Marco made his way up the steps and inside the grand foyer. A young man in red and gold livery handed him a programme. He opened it and scanned the names. The general’s daughter, Helene Von Urbach, was at the top of the list of the chorus. He pictured the young woman who so often accompanied her father on official engagements and wondered if his commanding officer had insisted her name be first, or if the principal of the ballet school had just thought it politically expedient.

His reservation was in the third row of the stalls. It was a good seat near the central aisle, where he had a passable view of the audience as they flowed in a steady stream to take their places. As the orchestra tuned up in the pit, more elegantly dressed people took their seats. Marco would swear there were more metres of velvet in the gowns of the ladies than in the stage drapes. The atmosphere was electric. It reminded him of when his mother first took him to the opera house in Venice. He must have been no more than twelve. They’d watched a performance of La Bohème and, ever since, he’d fallen under the spell of opera. He found the power and the passion of the music and drama far more exhilarating than Von Stockmar’s sadistic duelling. And, as the lights dipped and a hush dropped like a veil over the audience, he was glad to be reminded of that same surge of anticipation he’d experienced as a child. Then the magic began.

Chapter 6

Lilli waited until the chorus had all left the room before she stood to do her breathing exercises. As she filled her lungs inhaling deeply, a thrill of excitement rippled through her. No longer was she posing in front of the bathroom mirror or being teased for having dreams by Leon. This was real and the feeling elated and terrified her in equal measure.

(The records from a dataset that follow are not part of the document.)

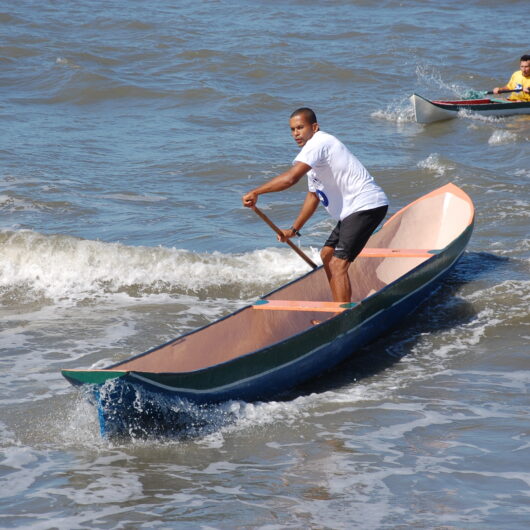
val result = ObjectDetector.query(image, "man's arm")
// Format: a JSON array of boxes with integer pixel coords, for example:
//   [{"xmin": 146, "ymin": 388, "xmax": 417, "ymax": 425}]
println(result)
[
  {"xmin": 278, "ymin": 191, "xmax": 320, "ymax": 241},
  {"xmin": 243, "ymin": 162, "xmax": 311, "ymax": 208}
]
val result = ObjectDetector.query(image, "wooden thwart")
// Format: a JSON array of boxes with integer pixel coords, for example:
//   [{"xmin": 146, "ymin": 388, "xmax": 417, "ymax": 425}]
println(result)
[
  {"xmin": 252, "ymin": 300, "xmax": 357, "ymax": 313},
  {"xmin": 359, "ymin": 248, "xmax": 440, "ymax": 258}
]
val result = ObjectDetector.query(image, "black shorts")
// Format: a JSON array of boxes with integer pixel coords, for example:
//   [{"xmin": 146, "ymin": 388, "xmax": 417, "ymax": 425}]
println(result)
[{"xmin": 324, "ymin": 206, "xmax": 388, "ymax": 261}]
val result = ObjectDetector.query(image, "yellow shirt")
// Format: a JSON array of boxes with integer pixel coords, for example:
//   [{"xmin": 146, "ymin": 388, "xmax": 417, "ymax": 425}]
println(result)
[{"xmin": 506, "ymin": 70, "xmax": 530, "ymax": 101}]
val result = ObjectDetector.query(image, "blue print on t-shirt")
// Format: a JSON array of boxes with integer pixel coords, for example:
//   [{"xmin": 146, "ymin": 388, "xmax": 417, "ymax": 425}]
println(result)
[{"xmin": 316, "ymin": 190, "xmax": 329, "ymax": 207}]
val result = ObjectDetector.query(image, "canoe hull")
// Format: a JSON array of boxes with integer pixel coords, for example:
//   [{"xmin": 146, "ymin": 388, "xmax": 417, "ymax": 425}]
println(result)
[
  {"xmin": 410, "ymin": 94, "xmax": 530, "ymax": 123},
  {"xmin": 64, "ymin": 225, "xmax": 473, "ymax": 438},
  {"xmin": 62, "ymin": 184, "xmax": 474, "ymax": 437}
]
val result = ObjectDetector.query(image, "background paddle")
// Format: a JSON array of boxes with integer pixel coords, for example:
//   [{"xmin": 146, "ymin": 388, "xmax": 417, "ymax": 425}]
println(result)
[{"xmin": 252, "ymin": 206, "xmax": 318, "ymax": 269}]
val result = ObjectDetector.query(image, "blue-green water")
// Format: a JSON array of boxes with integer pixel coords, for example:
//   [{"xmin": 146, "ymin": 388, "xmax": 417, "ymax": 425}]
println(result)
[{"xmin": 0, "ymin": 0, "xmax": 530, "ymax": 529}]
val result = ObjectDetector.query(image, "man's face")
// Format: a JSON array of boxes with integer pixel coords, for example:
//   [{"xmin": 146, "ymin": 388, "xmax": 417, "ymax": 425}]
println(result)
[
  {"xmin": 521, "ymin": 61, "xmax": 530, "ymax": 77},
  {"xmin": 289, "ymin": 114, "xmax": 318, "ymax": 147}
]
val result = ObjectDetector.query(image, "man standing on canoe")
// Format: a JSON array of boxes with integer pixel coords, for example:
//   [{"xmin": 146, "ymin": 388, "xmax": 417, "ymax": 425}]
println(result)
[
  {"xmin": 243, "ymin": 108, "xmax": 388, "ymax": 302},
  {"xmin": 493, "ymin": 55, "xmax": 530, "ymax": 101}
]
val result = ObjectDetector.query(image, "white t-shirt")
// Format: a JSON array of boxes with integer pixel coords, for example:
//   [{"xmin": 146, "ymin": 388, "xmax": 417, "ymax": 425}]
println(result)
[{"xmin": 293, "ymin": 131, "xmax": 388, "ymax": 221}]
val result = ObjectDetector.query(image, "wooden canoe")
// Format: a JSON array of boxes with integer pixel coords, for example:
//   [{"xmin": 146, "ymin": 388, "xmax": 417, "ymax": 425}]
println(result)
[
  {"xmin": 410, "ymin": 94, "xmax": 530, "ymax": 123},
  {"xmin": 62, "ymin": 184, "xmax": 474, "ymax": 437}
]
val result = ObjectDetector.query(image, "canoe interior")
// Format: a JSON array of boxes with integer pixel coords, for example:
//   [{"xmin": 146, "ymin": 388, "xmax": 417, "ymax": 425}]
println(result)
[{"xmin": 103, "ymin": 184, "xmax": 473, "ymax": 373}]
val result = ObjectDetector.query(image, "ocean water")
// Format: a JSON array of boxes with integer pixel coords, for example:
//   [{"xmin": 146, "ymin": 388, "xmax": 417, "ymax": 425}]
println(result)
[{"xmin": 0, "ymin": 0, "xmax": 530, "ymax": 529}]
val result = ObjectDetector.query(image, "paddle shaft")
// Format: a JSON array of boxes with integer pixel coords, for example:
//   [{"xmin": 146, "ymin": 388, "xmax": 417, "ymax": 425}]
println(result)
[
  {"xmin": 252, "ymin": 206, "xmax": 318, "ymax": 269},
  {"xmin": 486, "ymin": 88, "xmax": 522, "ymax": 94}
]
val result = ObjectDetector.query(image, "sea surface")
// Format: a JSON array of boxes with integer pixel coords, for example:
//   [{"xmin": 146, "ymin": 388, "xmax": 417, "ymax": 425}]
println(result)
[{"xmin": 0, "ymin": 0, "xmax": 530, "ymax": 530}]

If she danced well, she might be spotted by the talent scout from America. A new world of opportunities would beckon. Buoyed up by the prospect, she was just about to head for the door when something in the corner caught her eye. Someone was lurking in the shadows.

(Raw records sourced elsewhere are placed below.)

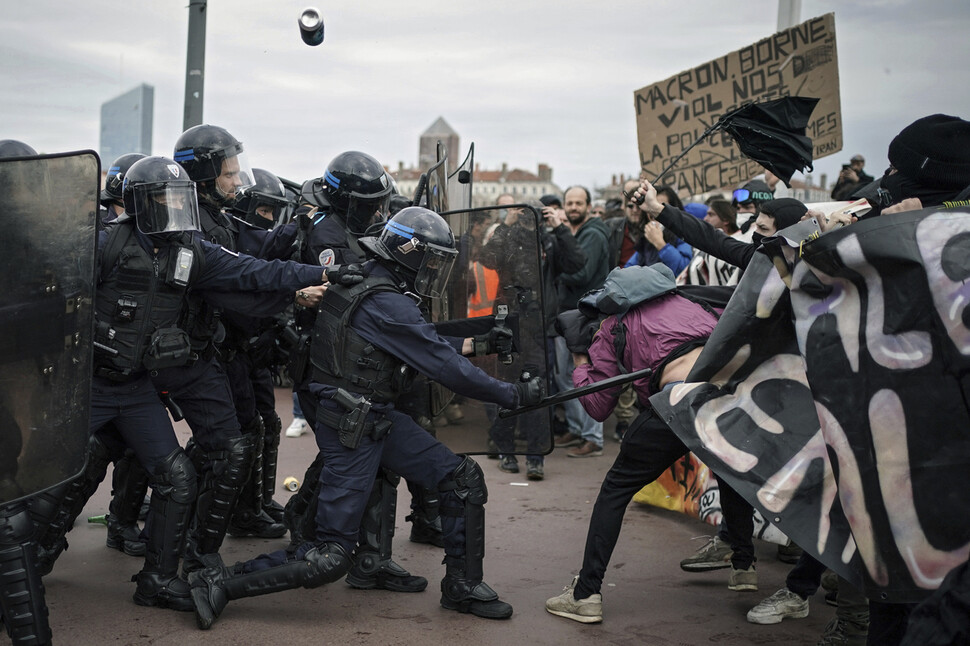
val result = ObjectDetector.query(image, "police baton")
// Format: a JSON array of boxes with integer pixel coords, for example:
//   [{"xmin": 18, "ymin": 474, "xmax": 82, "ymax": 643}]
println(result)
[{"xmin": 498, "ymin": 368, "xmax": 653, "ymax": 419}]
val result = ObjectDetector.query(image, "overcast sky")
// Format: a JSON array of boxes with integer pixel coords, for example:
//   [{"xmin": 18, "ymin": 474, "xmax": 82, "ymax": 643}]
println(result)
[{"xmin": 0, "ymin": 0, "xmax": 970, "ymax": 192}]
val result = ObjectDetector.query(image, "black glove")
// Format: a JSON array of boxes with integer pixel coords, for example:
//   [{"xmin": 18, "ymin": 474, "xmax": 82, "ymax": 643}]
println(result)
[
  {"xmin": 326, "ymin": 262, "xmax": 364, "ymax": 286},
  {"xmin": 249, "ymin": 327, "xmax": 279, "ymax": 368},
  {"xmin": 515, "ymin": 377, "xmax": 546, "ymax": 406},
  {"xmin": 472, "ymin": 326, "xmax": 512, "ymax": 357}
]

‘Helene!’ she cried, her pulse made to race even faster. ‘I didn’t see you there.’

The count’s daughter, dressed in her costume, was standing timidly in an alcove. Her eyes were lit up as she stared at Lilli in admiration.

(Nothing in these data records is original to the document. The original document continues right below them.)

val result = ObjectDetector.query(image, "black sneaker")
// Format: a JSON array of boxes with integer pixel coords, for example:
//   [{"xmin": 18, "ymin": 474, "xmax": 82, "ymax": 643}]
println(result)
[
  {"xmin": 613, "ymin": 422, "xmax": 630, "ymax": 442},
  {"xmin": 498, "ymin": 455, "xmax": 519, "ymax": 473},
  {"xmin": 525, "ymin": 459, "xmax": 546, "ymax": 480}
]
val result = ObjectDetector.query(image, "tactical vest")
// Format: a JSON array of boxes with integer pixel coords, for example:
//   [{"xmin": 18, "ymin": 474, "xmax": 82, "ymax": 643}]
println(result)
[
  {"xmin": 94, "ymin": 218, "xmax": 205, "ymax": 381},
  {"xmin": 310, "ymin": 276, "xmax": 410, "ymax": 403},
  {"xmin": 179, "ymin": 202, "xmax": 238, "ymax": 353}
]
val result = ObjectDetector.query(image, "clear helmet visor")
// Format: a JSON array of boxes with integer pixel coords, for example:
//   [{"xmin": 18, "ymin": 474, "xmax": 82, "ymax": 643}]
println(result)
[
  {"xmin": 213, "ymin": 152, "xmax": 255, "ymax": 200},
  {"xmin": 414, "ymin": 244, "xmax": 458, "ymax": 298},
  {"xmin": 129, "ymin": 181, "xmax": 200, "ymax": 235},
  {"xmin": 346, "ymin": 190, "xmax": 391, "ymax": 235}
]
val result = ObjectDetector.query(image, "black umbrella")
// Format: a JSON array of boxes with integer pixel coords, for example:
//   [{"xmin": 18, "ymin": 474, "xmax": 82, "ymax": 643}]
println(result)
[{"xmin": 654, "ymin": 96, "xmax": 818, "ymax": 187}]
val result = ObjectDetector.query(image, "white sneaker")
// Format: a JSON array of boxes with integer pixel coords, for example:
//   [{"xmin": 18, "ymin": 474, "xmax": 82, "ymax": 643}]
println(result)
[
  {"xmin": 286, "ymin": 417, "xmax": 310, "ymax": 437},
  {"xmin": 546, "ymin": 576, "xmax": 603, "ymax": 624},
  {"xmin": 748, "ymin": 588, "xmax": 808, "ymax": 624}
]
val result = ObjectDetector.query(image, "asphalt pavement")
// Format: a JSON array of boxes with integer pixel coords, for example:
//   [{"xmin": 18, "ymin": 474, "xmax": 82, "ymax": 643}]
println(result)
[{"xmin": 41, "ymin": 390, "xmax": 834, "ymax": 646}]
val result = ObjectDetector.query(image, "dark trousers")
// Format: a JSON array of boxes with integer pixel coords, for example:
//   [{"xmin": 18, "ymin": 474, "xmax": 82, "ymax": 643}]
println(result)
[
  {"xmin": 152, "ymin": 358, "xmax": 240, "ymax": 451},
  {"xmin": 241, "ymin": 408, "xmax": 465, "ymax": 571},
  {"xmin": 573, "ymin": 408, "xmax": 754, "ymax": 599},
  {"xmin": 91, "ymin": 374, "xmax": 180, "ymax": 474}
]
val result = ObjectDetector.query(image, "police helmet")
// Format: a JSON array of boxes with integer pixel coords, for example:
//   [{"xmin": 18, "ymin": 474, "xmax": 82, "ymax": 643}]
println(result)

‘You look like a real star!’ she said softly, mesmerised like a child in a sweet shop. Even though they rarely spoke to each other, Lilli imagined the only reason she’d been invited to Helene’s ball was because she was the production’s prima ballerina. Their backgrounds couldn’t have been more different and yet the general’s daughter seemed to admire her as a dancer.

Lilli, still recovering from her shock, managed a smile. ‘How kind of you to say so,’ she replied. ‘I don’t mind admitting I’m a little nervous.’ That was an understatement. Her nerves were as taut as violin strings.